Клан Пещерного Медведя - Ауэл Джин Мари Антинен 40 стр.


Эйла чувствовала, как щеки ее зарделись. Неужели это правда? Может, она плохо поняла Брана? Ведь за то, что она дерзнула взять пращу, ее обрекли на испытание, которое она не надеялась вынести. А теперь ей позволили охотиться. Охотиться не таясь, открыто. В это трудно поверить.

– Вот он, твой талисман. Положи его в свой амулет.

Эйла послушно сняла с шеи кожаный мешочек, где лежали кусочек охры и причудливый камень, дрожащими пальцами взяла у Брана костяную пластинку, опустила ее внутрь, затянула завязки и вновь повесила мешочек на шею.

– Молчи о том, что произошло здесь. Прежде чем начнется празднество, я сам оповещу об этом Клан. Это празднество в твою честь, Эйла. В честь твоей первой добычи, – произнес вождь. – Надеюсь, следующая твоя добыча будет более съедобной, чем гиена, – добавил он, и веселые огоньки блеснули в его взгляде. – А теперь отвернись.

Эйла повиновалась приказу. Глаза ее вновь закрыла повязка. Двое мужчин вывели девочку из пещеры. Сняв повязку, они поспешно вернулись в круг охотников, но Эйла успела различить, что это Бран и Гув. «Может, все это только сон, – пришло ей на ум. – Нет, вот она, царапина на шее, а в кожаном мешочке на шее прощупываются три предмета. – Эйла задрала накидку и уставилась на темные липкие линии у себя на бедре. – Охотница! Теперь я тоже охотница и могу добывать мясо для Клана. Так захотел мой покровитель, и люди подчинились его воле». Она сжала в кулаке амулет, закрыла глаза и обратилась к своему покровителю.

– О Великий Пещерный Лев, как смела я усомниться в тебе! – произнесла она ритуальными жестами. – Смертельное проклятие было тяжелым испытанием, самым тяжелым из всех, что ты послал мне. Но награда того стоила. Я благодарна тебе за то, что ты избрал меня.
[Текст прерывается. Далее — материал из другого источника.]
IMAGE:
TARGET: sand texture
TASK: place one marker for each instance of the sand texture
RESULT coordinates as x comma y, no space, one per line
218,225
Я знаю, Креб прав: тому, у кого столь могучий покровитель, предстоит трудная жизнь. Но я рада этому.

Ритуал потряс не только Эйлу, но и охотников. Все они были убеждены, что девочке было необходимо позволить охотиться. Все, кроме одного. Бруд задыхался от ярости. Если бы не грозное предупреждение Мог-ура, он покинул бы пещеру, не дожидаясь конца ритуала. Он не желал принимать участия в обряде, дарующем женщине особые права и привилегии. Исподтишка он бросал на Мог-ура свирепые взгляды. Что же касается Брана, то при мысли о нем Бруд просто исходил желчью.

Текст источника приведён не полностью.